Now this I understood! And the proof was built into the explanation! Now all I had to do was implement it.
It was clearly a job for recursion, constructing a tree, and to grok it even deeper I drew what the tree would look like on a big piece of paper:
I highly recommend drawing when understanding is challenging. From the drawing...
You can see that the leaves of the tree contain the sequence I wanted. Before drawing this I had not understood that. Draw draw draw Owen!
You can see that the direction of insertion when adding the 4 into a 3 sequence changes with every change in the 3 sequence (the arrows above the 4 digits). Seeing that I assumed I'd solved the problem. It certainly works with permutations of 1 2 3 and 4 elements. So I implemented that algorithm with that idea, and it broke at 5 elements! I couldn't easily check the 5 elements manually (I'd need a huge piece of paper and more patience than I have). I had added some checking code in my algorithm and it found (and printed) errors where from one permutation to another there was not a simple swap of two elements.

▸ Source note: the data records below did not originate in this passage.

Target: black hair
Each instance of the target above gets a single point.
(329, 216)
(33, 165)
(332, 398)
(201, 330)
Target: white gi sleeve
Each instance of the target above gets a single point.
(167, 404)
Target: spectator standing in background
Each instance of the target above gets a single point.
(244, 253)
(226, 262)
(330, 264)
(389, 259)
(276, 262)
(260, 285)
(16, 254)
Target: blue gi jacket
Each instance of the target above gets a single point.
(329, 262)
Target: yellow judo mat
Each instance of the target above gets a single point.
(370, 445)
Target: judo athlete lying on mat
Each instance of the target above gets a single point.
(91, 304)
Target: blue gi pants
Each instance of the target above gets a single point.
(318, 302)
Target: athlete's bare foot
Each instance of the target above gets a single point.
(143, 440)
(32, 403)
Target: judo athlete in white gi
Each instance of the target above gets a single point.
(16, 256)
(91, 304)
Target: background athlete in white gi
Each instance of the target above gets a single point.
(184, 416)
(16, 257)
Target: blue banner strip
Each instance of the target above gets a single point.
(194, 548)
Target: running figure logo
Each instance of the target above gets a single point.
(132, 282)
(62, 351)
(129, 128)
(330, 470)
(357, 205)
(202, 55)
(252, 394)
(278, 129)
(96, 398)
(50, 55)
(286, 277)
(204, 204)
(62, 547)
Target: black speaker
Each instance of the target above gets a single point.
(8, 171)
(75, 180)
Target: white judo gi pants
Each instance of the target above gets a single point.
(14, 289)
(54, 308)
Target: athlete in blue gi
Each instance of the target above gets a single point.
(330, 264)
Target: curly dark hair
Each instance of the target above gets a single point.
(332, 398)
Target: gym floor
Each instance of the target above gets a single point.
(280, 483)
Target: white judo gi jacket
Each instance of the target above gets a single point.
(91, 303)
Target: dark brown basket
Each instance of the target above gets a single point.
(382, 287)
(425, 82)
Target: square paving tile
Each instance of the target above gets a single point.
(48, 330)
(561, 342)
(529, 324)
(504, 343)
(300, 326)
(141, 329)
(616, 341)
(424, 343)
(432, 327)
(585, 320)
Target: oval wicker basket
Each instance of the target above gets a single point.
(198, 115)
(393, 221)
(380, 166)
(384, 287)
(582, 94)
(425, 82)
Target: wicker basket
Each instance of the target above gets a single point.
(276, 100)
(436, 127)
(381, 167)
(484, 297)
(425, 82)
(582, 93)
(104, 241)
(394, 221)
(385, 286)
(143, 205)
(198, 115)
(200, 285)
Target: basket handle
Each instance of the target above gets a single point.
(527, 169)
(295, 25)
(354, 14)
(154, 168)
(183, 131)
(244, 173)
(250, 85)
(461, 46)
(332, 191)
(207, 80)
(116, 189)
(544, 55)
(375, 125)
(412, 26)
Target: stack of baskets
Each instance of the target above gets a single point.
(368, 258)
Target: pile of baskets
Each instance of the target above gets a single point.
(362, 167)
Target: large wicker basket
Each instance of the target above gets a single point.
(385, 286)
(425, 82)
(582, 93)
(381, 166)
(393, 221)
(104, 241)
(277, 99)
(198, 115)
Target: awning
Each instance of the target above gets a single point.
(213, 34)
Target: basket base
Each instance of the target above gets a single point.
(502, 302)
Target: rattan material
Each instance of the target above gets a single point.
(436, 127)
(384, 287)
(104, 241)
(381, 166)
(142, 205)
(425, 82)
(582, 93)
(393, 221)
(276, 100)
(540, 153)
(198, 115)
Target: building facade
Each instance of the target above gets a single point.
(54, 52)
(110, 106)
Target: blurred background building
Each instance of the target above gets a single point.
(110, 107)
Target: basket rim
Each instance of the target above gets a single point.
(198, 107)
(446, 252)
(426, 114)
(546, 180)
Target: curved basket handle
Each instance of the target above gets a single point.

So I went back to the diagram from Cambridge University. The problem I had was that I needed to know in what direction to make the insertions.
Leftwards is like this:
1234
1243
1423
4123
Rightwards is like this:
4123
1423
1243
1234
And the direction changes when the 4 is at the end or beginning of a sequence, making the zig zag shape along the permutations.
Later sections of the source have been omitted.